We should not be surprised that, in the current historical situation, capital’s contradictions are exploding at every level, including the political. Still less should we be led to believe that the power of the bourgeoisie and capital has been weakened, or is even in crisis. It is not a question of denying contradictions are arising. The question is whether or not the bourgeoisie can master these contradictions and “surf” on them.
Macron has just revealed himself as a pitiful surfer. Yet, the French bourgeoisie as a whole is far from having lost control of the situation. This is borne out by the level of voter turnout. Moreover, it is confirmed by the occupation of the “social” terrain and streets by the left, leftists and trade unions, if only by organizing demonstrations to “enforce the election result and demand a left-wing government.” France insoumise’s obvious refusal to allow the “united” left to accede to the government can also be explained by the need to maintain a left-wing force, more or less “radical”, that can occupy the social terrain, the streets, working-class struggles. This is occurring at a time when the new Prime Minister, Michel Barnier, is announcing a policy of drastic austerity to reduce the country’s now abysmal deficit and debt. Without touching the 40% increase in the defense budget, of course.
Whatever the longevity of the new government – still to come at the time of writing – the new political configuration ensures the French bourgeoisie the stability of its imperialist and national policies, even if they have been weakened somewhat by Macron’s ill-fated initiative. The proletarians should make no mistake about it: the anti-worker set-up that plays on false oppositions – Le Pen-anti-Le Pen, right-left, moderate left-radical left, leftist – remains in place.
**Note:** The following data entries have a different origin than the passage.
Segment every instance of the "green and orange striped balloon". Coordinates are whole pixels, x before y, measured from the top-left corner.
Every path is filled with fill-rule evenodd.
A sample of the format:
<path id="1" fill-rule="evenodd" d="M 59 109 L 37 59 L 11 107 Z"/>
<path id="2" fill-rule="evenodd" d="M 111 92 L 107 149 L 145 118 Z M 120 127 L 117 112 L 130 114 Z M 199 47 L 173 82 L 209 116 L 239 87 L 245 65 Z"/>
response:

Greater attacks on workers’ living and working conditions are to come, whatever is the government. Whether a left, a center, a right or “populist” government, it will intend to make them pay the bill of the defense of French capitalism and its preparation to war.
Notes:
[1] . For instance, the Communist Party of France, which has got just 2% of the vote in various elections (presidential, European, etc.), manages to maintain a parliamentary group with nine deputies. Without a coalition of the left, it would have disappeared, further weakening the ability of what would remain of the CP to play a sabotaging role in workers’ mobilizations.